Schlüsselblume (Primula elatior) weit verbreitet. Aurikel lassen sich einfach von Schlüsselblumen unterscheiden: Ihre Blätter sind viel dicker und fleischiger; zudem sind Kelchblätter, Stängel und Blätter von einer mehligen Schicht überzogen. Diese Unterschiede sind nicht zufällig. Es sind Eigenschaften, die es den Aurikeln erlauben, sich in den rauen klimatischen Verhältnissen der alpinen Kalkfelsen zu behaupten. Die fleischigen Blätter dienen als Wasserspeicher und die mehlige Schicht trägt zum Schutz vor schädlichen UV-Strahlen bei. Lange und derbe Wurzeln verankern die Aurikel in den Felsspalten und ermöglichen es der Pflanze, aus dem kargen Boden genügend Wasser und Nährstoffe aufzunehmen. Der Wurzelstock speichert Nähr- und Betriebsstoffe während des Winters. Die Aurikel überwintert mit einer grünen Knospe, deren Blätter schon im Herbst ansehnlich entwickelt sind und lose aufeinander liegen. Dies ermöglicht es der Pflanze, in den ersten warmen Frühlingstagen zu blühen.
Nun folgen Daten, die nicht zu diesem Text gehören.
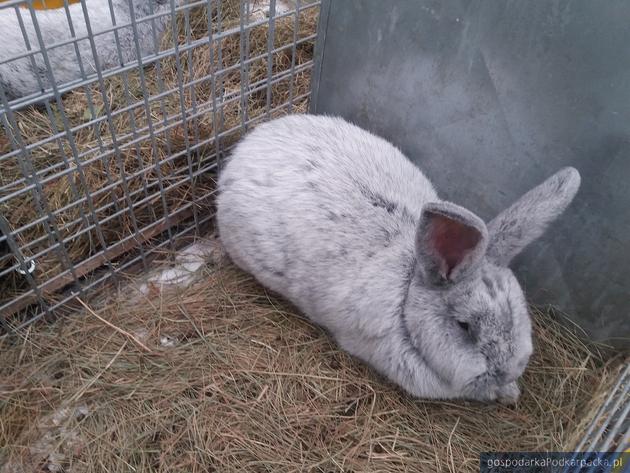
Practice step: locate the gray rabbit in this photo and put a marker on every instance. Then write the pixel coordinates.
(339, 222)
(21, 77)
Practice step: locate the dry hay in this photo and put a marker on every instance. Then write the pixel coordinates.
(222, 376)
(143, 164)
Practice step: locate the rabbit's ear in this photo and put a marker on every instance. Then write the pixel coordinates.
(526, 219)
(451, 241)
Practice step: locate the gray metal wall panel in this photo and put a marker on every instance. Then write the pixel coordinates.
(491, 97)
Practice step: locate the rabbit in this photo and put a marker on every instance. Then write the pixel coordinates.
(22, 77)
(343, 225)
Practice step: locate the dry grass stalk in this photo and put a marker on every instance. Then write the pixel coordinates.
(147, 164)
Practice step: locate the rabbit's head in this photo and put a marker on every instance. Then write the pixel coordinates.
(466, 313)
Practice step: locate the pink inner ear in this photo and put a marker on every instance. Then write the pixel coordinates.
(452, 240)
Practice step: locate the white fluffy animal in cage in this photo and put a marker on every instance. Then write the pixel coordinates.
(28, 75)
(342, 224)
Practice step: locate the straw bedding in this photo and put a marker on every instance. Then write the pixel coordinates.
(224, 376)
(145, 162)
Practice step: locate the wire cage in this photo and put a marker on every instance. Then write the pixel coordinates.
(115, 115)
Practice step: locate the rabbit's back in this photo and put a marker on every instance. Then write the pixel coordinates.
(23, 76)
(314, 206)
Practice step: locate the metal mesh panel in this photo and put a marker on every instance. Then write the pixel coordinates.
(111, 155)
(610, 428)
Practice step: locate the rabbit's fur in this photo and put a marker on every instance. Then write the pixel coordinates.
(20, 77)
(339, 222)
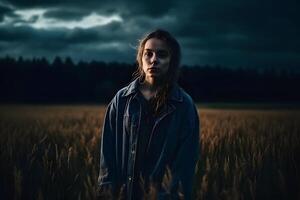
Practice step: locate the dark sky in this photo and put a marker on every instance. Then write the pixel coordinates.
(227, 32)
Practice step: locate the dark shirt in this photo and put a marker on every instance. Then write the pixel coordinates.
(140, 183)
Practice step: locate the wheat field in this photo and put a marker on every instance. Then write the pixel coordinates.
(52, 152)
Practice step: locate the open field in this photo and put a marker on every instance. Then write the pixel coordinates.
(52, 152)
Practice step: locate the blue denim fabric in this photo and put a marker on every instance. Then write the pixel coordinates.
(174, 143)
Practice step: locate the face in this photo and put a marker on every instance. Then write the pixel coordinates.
(155, 59)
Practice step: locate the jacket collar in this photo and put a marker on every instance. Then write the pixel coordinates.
(132, 88)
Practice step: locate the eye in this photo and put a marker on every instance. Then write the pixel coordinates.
(163, 54)
(148, 54)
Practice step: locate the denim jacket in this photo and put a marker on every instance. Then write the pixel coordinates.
(173, 143)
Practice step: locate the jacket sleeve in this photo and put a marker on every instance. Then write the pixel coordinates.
(106, 179)
(183, 166)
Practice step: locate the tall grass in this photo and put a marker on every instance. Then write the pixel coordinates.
(52, 152)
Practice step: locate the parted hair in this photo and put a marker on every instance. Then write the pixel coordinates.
(171, 77)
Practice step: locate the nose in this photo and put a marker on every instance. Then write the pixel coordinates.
(154, 59)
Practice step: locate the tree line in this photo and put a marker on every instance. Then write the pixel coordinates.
(37, 80)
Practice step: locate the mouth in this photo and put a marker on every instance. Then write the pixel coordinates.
(153, 69)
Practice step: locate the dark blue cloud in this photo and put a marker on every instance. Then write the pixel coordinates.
(233, 33)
Pflücken: ein Frevel Die Aurikel findet man im Kanton Bern eher selten. Aus diesem Grund sind sie hier auch geschützt. Doch nicht nur das Gesetz, sondern auch der Anstand verbietet es uns, die Pflanzen, die da so munter blühen, von den Kalkfelsen zu pflücken. Wen die poetische Beschreibung von Claude Favarger jedoch neugierig gemacht hat, der kann die blühende Aurikel im Alpinum sehen, wo sie mit ihren leuchtend gelben Blütenköpfen die Herzen der Besuchenden höher schlagen lässt.